При этом Юмашев обладал одним очень важным для Кремля свойством: он нигде не кичился своей близостью к телу, предпочитая всегда оставаться в тени. На фоне горластых ельцинских соратников, курлычащих, как тетерева на току, – это было особенно заметно.
В этот-то момент и произошло историческое знакомство персонального президентского журналиста с мало кому еще известным автоторговцем Березовским.
По версии руководителя ЧОПа «Атолл» Сергея Соколова, некогда довереннейшего лица Березовского, тропинку к юмашевскому сердцу Борис Абрамович проторил самым банальным образом: он начал бесплатно ремонтировать журналистский джип.
Остальное было уже, как говорится, делом техники. Юмашев сумел убедить Коржакова, что Березовский – лучшая кандидатура для финансирования «Записок президента» (о том, чтобы просто заключить договор с издательством, в Кремле почему-то не помышляли). Борис Абрамович тихой сапой пролез к президенту и, самое главное, сумел обаять его младшую дочь.
О том, как происходила эта классическая вербовка, я подробно поведал уже в предыдущих главах, так что повторяться не стану. Добавлю лишь, что, по свидетельству Коржакова, действовал Березовский в неизменной своей манере и перво-наперво подарил Дьяченко экспортный вариант «Нивы», а потом – «Шевроле-Блэйзер»…
Тогда еще Татьяне Борисовне для счастья было нужно совсем немного: хоть и ушла она в из оборонки в коммерцию – в 1994 году устроилась в московский филиал банка с поэтическим названием «Заря Урала»,– но ни финансового, ни внутреннего удовлетворения работа эта ей не приносила. А тут как раз подоспели президентские выборы.
Никогда прежде политикой Дьяченко не занималась: ей это запрещал папа. Однако новые друзья доходчиво объяснили впечатлительной барышне, что только она способна спасти президента от злых чар и вранья вороватого окружения, ибо обладает самым главным для этого качеством: искренней, бескорыстной любовью к отцу. Особенно на Дьяченко подействовал наглядный пример ее сверстницы – дочери французского президента Ширака – Клод Ширак, которая, не в пример ей, активно занималась избирательной кампанией своего папб и немало в этом преуспела.

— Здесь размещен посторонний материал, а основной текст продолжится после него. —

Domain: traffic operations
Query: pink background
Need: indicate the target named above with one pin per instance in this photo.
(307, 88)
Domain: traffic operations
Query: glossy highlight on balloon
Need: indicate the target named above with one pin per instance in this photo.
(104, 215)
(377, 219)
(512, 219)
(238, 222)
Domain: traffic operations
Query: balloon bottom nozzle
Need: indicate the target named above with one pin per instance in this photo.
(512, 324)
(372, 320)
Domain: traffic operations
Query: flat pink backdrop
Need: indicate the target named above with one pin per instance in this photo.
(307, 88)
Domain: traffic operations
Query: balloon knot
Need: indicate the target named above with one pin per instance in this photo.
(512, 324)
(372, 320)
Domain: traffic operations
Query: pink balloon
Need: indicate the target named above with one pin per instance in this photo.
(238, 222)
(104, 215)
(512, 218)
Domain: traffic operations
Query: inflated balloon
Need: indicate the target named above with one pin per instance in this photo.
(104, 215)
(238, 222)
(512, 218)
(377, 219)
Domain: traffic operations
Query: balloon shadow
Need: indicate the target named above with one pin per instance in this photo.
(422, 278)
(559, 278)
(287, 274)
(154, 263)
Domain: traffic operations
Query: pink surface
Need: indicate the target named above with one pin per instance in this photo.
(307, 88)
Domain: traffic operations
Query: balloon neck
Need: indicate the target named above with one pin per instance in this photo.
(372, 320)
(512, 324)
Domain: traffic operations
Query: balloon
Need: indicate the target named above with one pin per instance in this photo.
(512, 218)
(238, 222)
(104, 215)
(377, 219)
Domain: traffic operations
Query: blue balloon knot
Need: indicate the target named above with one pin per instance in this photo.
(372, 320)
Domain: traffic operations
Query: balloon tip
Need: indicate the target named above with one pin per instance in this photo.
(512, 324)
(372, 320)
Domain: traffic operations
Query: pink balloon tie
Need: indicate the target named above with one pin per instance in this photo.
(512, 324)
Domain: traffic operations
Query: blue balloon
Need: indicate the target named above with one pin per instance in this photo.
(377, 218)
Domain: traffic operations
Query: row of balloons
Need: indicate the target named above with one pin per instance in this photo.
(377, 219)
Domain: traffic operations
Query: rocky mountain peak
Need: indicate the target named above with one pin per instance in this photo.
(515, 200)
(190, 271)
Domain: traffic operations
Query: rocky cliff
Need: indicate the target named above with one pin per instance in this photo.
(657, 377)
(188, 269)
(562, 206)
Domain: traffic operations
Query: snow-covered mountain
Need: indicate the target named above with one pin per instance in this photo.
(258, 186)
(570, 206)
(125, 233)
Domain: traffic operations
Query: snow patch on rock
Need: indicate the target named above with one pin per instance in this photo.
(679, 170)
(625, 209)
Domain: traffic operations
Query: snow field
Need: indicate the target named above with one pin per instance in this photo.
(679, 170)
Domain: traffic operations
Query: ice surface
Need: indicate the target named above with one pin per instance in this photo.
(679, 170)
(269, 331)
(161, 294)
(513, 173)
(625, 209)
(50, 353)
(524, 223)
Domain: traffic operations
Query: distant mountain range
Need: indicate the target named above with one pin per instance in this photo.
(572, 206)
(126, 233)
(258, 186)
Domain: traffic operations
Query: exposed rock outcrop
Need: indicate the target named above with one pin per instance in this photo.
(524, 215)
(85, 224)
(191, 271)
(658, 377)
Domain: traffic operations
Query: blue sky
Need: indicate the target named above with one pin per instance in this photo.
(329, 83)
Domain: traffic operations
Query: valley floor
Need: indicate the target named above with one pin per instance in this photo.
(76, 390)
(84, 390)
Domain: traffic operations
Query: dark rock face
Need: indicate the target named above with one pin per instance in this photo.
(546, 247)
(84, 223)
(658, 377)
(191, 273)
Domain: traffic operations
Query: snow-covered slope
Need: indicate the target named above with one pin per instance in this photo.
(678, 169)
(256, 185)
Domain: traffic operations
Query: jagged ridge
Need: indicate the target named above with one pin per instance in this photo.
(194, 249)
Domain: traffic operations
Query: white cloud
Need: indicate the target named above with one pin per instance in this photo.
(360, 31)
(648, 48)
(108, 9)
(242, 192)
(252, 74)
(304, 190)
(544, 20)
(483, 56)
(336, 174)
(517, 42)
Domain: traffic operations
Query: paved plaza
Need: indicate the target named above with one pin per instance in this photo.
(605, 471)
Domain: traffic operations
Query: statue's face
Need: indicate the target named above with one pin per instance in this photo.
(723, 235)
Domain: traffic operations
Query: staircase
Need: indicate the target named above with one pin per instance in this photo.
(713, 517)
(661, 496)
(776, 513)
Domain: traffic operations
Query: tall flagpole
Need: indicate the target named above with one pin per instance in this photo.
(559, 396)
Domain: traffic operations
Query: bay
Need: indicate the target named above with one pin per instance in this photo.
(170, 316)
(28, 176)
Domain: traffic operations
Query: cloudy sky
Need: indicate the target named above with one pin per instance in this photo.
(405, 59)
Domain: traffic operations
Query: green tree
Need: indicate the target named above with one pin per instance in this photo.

Именно во время президентских выборов 1996 года и зажглась наконец звезда Татьяны Дьяченко. «Просто дочка» превратилась во влиятельнейшую политическую фигуру.
Между прочим, идея ввести ее в избирательный штаб принадлежала… ну, правильно – Юмашеву. В своей книге «Президентский марафон», вышедшей под псевдонимом Б. Ельцин, он откровенно пишет:
«Как-то раз ко мне в Барвиху приехал Валентин Юмашев. Я не выдержал и поделился с ним своими мыслями: чувствую, что процесс не контролирую, вижу по потухшим глазам помощников, в частности Виктора Илюшина, что ситуация в штабе день ото дня ухудшается и мы медленно, но верно погружаемся в болото…
“Нужен свой человек в штабе”, – сказал я. Валентин послушал, покивал, задумался…
“А если Таня?” – вдруг спросил он.
Я вначале даже не понял, о ком он говорит. При чем тут Таня? Это было настолько непривычно, что меня сразу же одолели сомнения: как это будет воспринято в обществе? Что скажут журналисты, политики? Как она будет встречена в Кремле?
… С другой стороны, Таня – единственный человек, который сможет донести до меня всю информацию. Ей скажут то, чего не говорят мне в глаза. А она человек честный, без чиновничьих комплексов, скрывать ничего не будет. Она молодая, умная, она моя дочь, с моим характером. С моим отношением к жизни».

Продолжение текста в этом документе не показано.